Anlässlich der Track Cycling Challenge im Tissot Velodrome kam es am Freitag im kleinen Final in der Einzelverfolgung zum Vergleich zwischen Claudio Imhof und Simon Vitzthum. Imhof, der sich von seiner Erkältung noch nicht vollständig erholt hat, blieb chancenlos und beendete das Rennen nach Überrundung auf dem vierten Platz. Vitzthum, der sich in Topform befindet, wurde nicht nur in der Einzelverfolgung, sondern auch im Punktefahren, im Ausscheidungsrennen und im Madison (mit Valère Thiébaud) Dritter. In der Omnium Gesamtwertung belegte der St. Galler den vierten Rang.

Léna Mettraux zeigte ebenfalls gute Leistungen und beendete das Punktefahren auf dem zweiten Platz. Für die Romande kam dieses Resultat überraschend. «Ich fühlte mich nicht so fit nach der Pause, aber meine Beine waren gut, besser als noch am Morgen, und auch das Rennen konnte ich gut einschätzen. Ich wusste, wann ich wie fahren muss und bin mit dem Resultat mega happy» hielt die 23-Jährige fest. Im Ausscheidungsrennen vermochte sie ihre Leistung ebenfalls abzurufen. Mettraux landete auf dem dritten Rang, unmittelbar vor Nationalteam-Kollegin Michelle Andres.

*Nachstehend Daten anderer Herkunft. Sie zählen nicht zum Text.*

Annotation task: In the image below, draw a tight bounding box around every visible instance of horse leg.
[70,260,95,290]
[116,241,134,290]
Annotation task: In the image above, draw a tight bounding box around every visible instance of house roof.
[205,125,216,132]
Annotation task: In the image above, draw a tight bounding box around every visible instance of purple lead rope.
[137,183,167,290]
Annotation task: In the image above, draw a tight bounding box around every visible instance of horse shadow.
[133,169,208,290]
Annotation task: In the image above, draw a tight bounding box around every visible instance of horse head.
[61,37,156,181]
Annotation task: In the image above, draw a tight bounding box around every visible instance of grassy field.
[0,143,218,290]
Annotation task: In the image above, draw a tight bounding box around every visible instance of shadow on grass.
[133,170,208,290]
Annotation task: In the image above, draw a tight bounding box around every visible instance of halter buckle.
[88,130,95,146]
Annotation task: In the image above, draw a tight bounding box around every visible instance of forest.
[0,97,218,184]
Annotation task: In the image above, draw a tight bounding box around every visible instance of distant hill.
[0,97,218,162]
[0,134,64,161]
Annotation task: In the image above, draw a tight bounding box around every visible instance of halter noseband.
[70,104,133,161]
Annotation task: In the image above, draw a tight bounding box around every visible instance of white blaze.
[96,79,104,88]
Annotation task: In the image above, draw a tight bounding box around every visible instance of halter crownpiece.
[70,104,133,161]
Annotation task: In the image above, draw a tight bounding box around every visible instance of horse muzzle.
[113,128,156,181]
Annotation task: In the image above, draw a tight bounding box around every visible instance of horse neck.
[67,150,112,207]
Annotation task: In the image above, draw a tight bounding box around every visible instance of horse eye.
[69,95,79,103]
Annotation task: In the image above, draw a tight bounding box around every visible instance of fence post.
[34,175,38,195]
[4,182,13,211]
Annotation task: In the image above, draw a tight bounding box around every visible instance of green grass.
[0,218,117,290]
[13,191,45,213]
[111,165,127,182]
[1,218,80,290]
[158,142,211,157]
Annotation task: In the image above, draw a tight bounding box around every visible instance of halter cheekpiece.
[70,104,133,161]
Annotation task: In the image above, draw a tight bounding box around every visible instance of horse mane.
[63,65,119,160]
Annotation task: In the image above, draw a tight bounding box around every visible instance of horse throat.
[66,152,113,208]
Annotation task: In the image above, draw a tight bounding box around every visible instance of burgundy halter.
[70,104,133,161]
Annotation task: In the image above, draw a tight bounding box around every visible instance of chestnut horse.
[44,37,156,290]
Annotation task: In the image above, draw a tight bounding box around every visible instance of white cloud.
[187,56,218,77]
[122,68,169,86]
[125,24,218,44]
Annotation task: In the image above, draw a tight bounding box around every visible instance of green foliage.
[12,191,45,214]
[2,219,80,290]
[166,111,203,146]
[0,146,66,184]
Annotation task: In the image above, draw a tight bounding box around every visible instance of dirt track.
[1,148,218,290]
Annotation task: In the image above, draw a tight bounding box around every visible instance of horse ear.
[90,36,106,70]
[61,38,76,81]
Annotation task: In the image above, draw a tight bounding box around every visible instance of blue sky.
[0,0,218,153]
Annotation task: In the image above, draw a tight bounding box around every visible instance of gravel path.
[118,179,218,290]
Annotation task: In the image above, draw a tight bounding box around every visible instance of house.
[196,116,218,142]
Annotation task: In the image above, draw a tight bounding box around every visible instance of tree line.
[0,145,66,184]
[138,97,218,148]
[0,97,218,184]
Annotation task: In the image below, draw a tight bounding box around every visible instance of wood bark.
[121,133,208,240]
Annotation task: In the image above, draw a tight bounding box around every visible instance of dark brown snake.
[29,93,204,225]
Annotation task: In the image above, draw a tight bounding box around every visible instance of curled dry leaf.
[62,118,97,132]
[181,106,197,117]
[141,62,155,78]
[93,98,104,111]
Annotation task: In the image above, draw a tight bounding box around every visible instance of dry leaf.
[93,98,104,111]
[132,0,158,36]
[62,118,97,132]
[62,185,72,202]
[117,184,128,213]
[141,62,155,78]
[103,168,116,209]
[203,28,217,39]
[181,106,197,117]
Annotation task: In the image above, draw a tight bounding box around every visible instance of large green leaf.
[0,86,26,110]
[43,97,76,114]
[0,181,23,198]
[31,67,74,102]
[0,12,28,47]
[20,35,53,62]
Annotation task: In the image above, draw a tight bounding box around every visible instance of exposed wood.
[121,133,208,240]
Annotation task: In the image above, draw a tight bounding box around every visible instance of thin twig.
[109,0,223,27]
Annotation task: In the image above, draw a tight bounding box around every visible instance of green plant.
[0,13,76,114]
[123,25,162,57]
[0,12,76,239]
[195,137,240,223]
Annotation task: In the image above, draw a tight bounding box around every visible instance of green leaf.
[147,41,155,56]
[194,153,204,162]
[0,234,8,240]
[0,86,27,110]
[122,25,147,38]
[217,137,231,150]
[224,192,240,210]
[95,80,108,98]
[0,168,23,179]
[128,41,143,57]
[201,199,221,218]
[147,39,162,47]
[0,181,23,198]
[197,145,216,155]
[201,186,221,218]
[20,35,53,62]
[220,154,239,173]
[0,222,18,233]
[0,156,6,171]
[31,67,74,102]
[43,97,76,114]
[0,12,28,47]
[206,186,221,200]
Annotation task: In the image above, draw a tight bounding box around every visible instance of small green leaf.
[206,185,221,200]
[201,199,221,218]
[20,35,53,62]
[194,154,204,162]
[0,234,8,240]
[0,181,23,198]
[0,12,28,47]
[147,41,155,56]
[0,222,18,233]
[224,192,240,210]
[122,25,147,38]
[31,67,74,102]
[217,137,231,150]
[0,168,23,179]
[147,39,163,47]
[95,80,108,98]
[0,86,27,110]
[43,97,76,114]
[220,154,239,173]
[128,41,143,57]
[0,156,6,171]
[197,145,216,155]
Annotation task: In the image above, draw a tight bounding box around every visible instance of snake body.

Aline Seitz schloss sich im Madison mit der Amerikanerin Lily Williams zusammen; das Duo belegte Rang 3. Im samstäglichen Omnium hingegen lief es den Schweizerinnen nicht wie gewünscht. Sie konnten nicht ganz an die Leistungen des Vortags anknüpfen, und so belegte Seitz als beste Swiss Cycling-Vertreterin den 11. Platz. Im Madison vom Samstagabend beendete Tristan Marguet aka Rocketman seine langjährige Karriere – wie es sein Spitzname sagt – als Rakete. Zusammen mit Robin Froidevaux fuhr der 34-jährige Unterwalliser zum Triumph; es war der perfekte Schlusspunkt vor dem jubelnden Heimpublikum.

Damit ist die Bahnsaison 2021 erfolgreich abgeschlossen, und es beginnen bereits die Vorbereitungen für die neue Saison.